Louden says the team put a lot of work into the game's difficulty. They hoped that the time powers would let the player feel like a superhero, while still allowing for challenging moments. Learning from criticism of Alan Wake, they introduced several puzzles in order to increase variety and change the pace. The puzzles also serve to remind players of their arsenal of abilities. Some of the environmental puzzles, including the rewind feature, were inspired by titles like Prince of Persia: The Sands of Time and Life Is Strange, while the stutter sequences were inspired by Salvador Dalí and Inceptions dream sequence.

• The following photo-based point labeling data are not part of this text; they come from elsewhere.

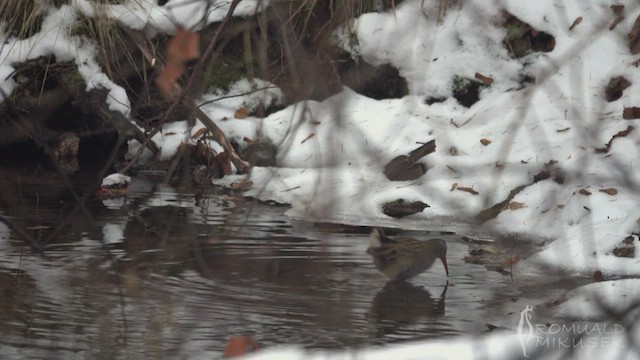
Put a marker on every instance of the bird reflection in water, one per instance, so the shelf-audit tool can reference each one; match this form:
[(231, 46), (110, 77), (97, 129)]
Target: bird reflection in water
[(400, 304)]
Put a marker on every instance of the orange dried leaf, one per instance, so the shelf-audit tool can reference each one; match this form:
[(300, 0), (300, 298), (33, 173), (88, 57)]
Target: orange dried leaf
[(584, 192), (468, 189), (239, 346), (241, 113), (199, 133), (307, 138), (223, 163), (514, 205), (241, 185), (511, 261), (484, 79), (183, 47), (610, 191), (576, 22)]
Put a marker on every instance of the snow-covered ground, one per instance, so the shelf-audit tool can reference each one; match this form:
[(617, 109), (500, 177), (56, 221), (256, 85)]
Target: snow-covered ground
[(331, 153)]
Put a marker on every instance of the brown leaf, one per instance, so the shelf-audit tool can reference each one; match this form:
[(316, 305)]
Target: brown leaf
[(241, 113), (484, 79), (248, 141), (615, 22), (199, 133), (183, 47), (224, 163), (241, 185), (514, 205), (468, 189), (584, 192), (634, 37), (617, 9), (609, 191), (307, 138), (576, 22), (511, 261), (631, 113), (597, 276)]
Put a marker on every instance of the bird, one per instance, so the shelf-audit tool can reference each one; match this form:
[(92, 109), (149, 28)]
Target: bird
[(402, 258)]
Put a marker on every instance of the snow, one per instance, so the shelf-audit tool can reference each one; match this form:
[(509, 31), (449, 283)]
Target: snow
[(331, 153)]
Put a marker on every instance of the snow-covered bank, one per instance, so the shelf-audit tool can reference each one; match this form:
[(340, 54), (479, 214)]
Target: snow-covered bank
[(331, 154)]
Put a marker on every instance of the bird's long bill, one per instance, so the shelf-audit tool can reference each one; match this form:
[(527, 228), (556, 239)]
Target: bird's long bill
[(444, 262)]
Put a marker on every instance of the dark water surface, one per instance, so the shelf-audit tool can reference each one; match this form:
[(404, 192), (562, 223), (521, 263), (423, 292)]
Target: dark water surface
[(172, 274)]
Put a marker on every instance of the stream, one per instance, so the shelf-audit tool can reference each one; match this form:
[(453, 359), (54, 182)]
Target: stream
[(169, 273)]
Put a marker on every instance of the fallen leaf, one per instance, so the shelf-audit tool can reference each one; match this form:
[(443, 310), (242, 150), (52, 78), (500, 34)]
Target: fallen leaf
[(584, 192), (609, 191), (241, 113), (617, 9), (615, 22), (468, 189), (241, 185), (239, 346), (511, 261), (183, 47), (199, 133), (634, 37), (631, 113), (597, 276), (576, 22), (484, 79), (223, 163), (307, 138), (514, 205)]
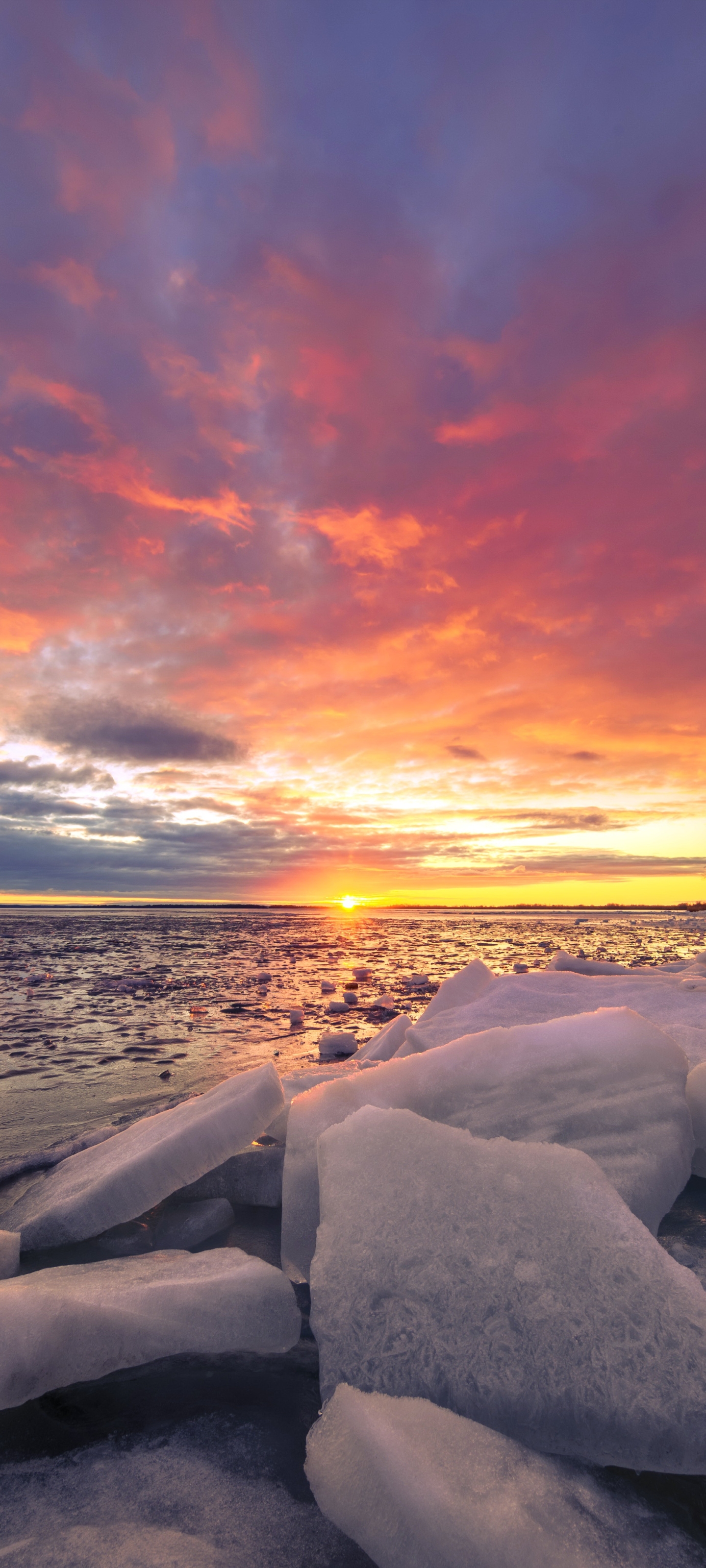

When time stutters occur, the game's visual changes to inform players that they will encounter new enemies and obstacles. The levels in the game were designed to feature open environments to allow players to use the time manipulation powers freely and encouraging them to explore. Kyle Rowley, lead designer of the game, described them as "arenas". The stutters were also designed to convey stories: Players can inspect the non-playable characters stuck in a time stutter and learn about what happened to them when time freezes. To prevent the game from relying excessively on its cover system, the artificial intelligence (AI) of the game was designed to attack the player aggressively in order to drive the player out from cover. Time powers affect AI behaviors, and Remedy built a new system that allows the AI to search for the player character after Time Rush is used.

===Technology===
The game utilizes a new in-house engine called the Northlight Engine. To represent the idea of "broken time" and have a detailed destruction system, the team created lots of environments which put the player character in the midst of destruction, utilizing technologies ranging from geometric distortion waves to Thinking Particles. The team also used Digital Molecular Matter, a technology developed by Pixelux that allows structures and objects to react in the game the same way they would in reality. According to Mikko Uromo, the technology allows them to "simulate complex scenarios on a scale that hasn't been possible before" and is crucial to the game's development. The team also worked significantly on the game's lighting system. It was designed to be dynamic, and the team refined it to include eyes and hair. They also created a new global illumination system for indirect lighting. The game's resolution foundation was 720p, but Remedy attempted to raise it to 1080p by using temporal reconstruction.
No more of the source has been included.